L’estate è di solito la stagione nella quale i roghi vengono appiccati con più frequenza. State ricevendo più o meno segnalazioni rispetto agli altri anni? 

«Non del tutto, c’è un calo dell’attenzione che oggi si è palesato nella sua forma assoluta, ma negli ultimi periodi riceviamo segnalazioni diverse, mentre prima ci arrivavano foto di roghi tossici adesso la maggior parte delle segnalazioni riguarda la sola puzza. I roghi sono meno visibili, credo sia in atto una nuova strategia criminale: i roghi non avvengono più ovunque, ma in luoghi specifici e fissi. È come se si fossero individuate determinate zone che molto spesso sono di confine e distanti, seppure poche centinaia di metri, dai centri abitati. Inoltre, ho notato che ieri, non appena il rogo di Acerra è stato spento, hanno cominciato a bruciare i due tra Afragola e Casalnuovo: come se si mirasse a rallentare l’azione dei soccorsi per garantire la combustione completa dei rifiuti. I roghi dunque sono meno visibili, ma sempre presenti – poi chiosa – lo Stato non può abbattersi e scomparire davanti a questa situazione».

Quali soluzioni per un fenomeno che va avanti ormai da troppo tempo?

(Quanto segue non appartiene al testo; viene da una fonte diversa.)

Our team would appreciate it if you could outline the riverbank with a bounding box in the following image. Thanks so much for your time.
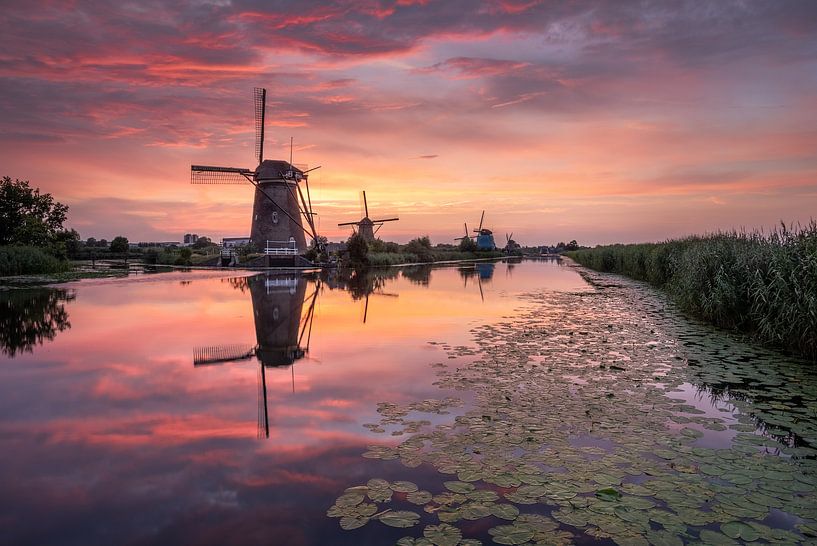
[566,222,817,361]
[327,266,817,545]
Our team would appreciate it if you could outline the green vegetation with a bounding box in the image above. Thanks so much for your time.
[346,234,503,267]
[0,246,71,277]
[567,221,817,359]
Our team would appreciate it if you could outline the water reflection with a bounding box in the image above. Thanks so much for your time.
[457,262,494,301]
[193,274,321,438]
[0,289,76,357]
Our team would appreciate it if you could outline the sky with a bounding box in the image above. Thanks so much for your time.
[0,0,817,245]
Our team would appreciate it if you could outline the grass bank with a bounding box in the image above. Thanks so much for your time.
[566,221,817,360]
[0,246,71,277]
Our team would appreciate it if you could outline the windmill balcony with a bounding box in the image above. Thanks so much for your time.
[264,240,298,256]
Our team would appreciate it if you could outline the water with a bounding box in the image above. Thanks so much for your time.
[0,261,815,544]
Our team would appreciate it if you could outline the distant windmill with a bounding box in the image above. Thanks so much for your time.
[503,232,522,254]
[193,275,321,438]
[474,211,496,250]
[338,191,400,241]
[190,87,320,255]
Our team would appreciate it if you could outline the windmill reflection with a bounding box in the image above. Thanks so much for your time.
[326,268,399,324]
[0,289,76,358]
[193,273,321,438]
[457,262,496,301]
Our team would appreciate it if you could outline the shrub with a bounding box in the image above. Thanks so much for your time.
[404,235,434,262]
[567,221,817,360]
[0,246,71,276]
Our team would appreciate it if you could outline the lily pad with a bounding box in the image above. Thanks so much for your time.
[721,521,760,542]
[488,525,534,545]
[406,490,433,504]
[378,510,420,527]
[596,487,621,501]
[340,516,369,531]
[490,504,519,521]
[423,523,462,546]
[389,481,419,493]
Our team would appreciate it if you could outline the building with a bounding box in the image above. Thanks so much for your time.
[221,237,250,248]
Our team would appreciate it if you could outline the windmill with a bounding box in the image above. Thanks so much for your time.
[193,275,321,438]
[190,87,320,256]
[457,263,496,301]
[502,232,522,254]
[474,211,496,250]
[338,191,400,242]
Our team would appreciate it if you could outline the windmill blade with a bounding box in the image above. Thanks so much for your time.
[253,87,267,165]
[190,165,253,184]
[193,345,255,366]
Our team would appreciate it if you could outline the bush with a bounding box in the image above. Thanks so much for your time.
[567,221,817,360]
[459,237,477,252]
[404,235,434,262]
[0,246,71,276]
[346,233,369,265]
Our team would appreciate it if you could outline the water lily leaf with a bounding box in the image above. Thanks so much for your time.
[340,516,369,531]
[647,531,684,546]
[378,510,420,527]
[721,521,760,542]
[596,487,621,501]
[397,537,432,546]
[437,510,462,523]
[489,503,519,521]
[700,529,738,546]
[423,523,462,546]
[465,489,499,503]
[389,481,419,493]
[443,481,474,493]
[406,490,432,504]
[335,491,365,507]
[488,525,534,545]
[460,502,491,520]
[366,478,389,489]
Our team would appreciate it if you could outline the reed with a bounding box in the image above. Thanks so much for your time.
[566,220,817,361]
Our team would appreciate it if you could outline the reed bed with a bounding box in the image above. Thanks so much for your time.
[567,220,817,362]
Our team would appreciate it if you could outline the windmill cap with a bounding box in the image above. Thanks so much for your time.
[255,159,304,180]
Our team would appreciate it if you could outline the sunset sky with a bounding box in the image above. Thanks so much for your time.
[0,0,817,245]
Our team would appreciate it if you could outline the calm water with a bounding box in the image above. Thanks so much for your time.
[0,261,814,545]
[0,263,585,544]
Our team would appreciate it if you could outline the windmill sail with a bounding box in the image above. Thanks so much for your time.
[190,165,253,184]
[253,87,266,165]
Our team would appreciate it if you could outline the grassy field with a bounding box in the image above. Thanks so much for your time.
[567,221,817,361]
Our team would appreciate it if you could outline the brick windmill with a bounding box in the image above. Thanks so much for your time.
[190,87,320,256]
[338,191,400,242]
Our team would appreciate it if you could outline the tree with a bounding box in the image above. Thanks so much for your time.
[406,235,434,262]
[346,233,369,265]
[191,237,215,250]
[51,229,81,258]
[111,235,129,252]
[0,176,68,246]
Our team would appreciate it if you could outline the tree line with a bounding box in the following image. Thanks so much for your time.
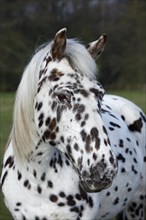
[0,0,146,91]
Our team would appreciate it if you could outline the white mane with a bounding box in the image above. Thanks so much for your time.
[11,40,97,159]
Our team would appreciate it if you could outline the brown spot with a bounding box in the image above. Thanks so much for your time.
[50,194,58,202]
[90,88,100,97]
[49,118,57,130]
[85,135,91,152]
[48,68,64,81]
[128,118,143,132]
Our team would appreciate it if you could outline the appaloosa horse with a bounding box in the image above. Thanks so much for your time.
[1,28,146,220]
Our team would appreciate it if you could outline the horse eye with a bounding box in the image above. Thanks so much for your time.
[57,92,71,103]
[57,93,67,102]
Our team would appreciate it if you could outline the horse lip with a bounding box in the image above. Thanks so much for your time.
[80,177,112,193]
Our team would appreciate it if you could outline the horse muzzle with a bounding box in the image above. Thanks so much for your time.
[80,165,116,193]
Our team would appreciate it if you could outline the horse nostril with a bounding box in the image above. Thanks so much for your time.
[81,170,90,180]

«Innanzitutto serve un ampio piano di rimozione degli sversamenti illegali comune per comune, dopodiché sarebbe bene aumentare i controlli nelle zone a rischio attraverso videosorveglianza e forze dell’ordine – naturalmente non fisse, ma che controllino particolarmente il fenomeno – Servirebbero squadre attrezzate dei vigili del fuoco, magari in collaborazione con la protezione civile per spegnere gli incendi nei tempi giusti e in modo corretto: spargere acqua sui rifiuti che bruciano è sbagliatissimo, oltre che dannoso. Sarebbero necessari dei controlli dei vigili urbani sui cantieri, ma anche casalinghi, per verificare che i rifiuti inerti vengano smaltiti correttamente e che non siano affidati a quegli ambulanti che li ritirano a pagamento per poi abbandonarli. Serve un controllo mirato della guardia di finanza sulle fabbriche illegali e un sistema di tracciabilità di tutti i rifiuti».



Dalla politica si sta muovendo qualcosa? Penso ad esempio all’operato del ministro dell’ambiente Sergio Costa

«Assolutamente no. La Regione non ha fatto nulla, oltre ad essere coinvolta nei casi di corruzione scoperti da Fanpage. Il governatore De Luca non solo è impassibile e menefreghista ma, con la mancata gestione dell’economia circolare, ci sta portando inesorabilmente verso l’emergenza rifiuti. Questo soprattutto in vista della chiusura dell’inceneritore di Acerra – in Regione lo si sapeva già da un anno -, riguardo al quale non è stata fatta una vera programmazione: i rifiuti non si sa ancora come e dove verranno smaltiti. Si è semplicemente passata la palla ai Comuni, che sono senza risorse . Il rischio emergenza, a partire da settembre, è molto più che un’ipotesi– poi conclude – Penso che il ministro Costa stia facendo belle manifestazioni e iniziative simboliche, ma niente di concreto per il momento. Abbiamo bisogno di un suo intervento».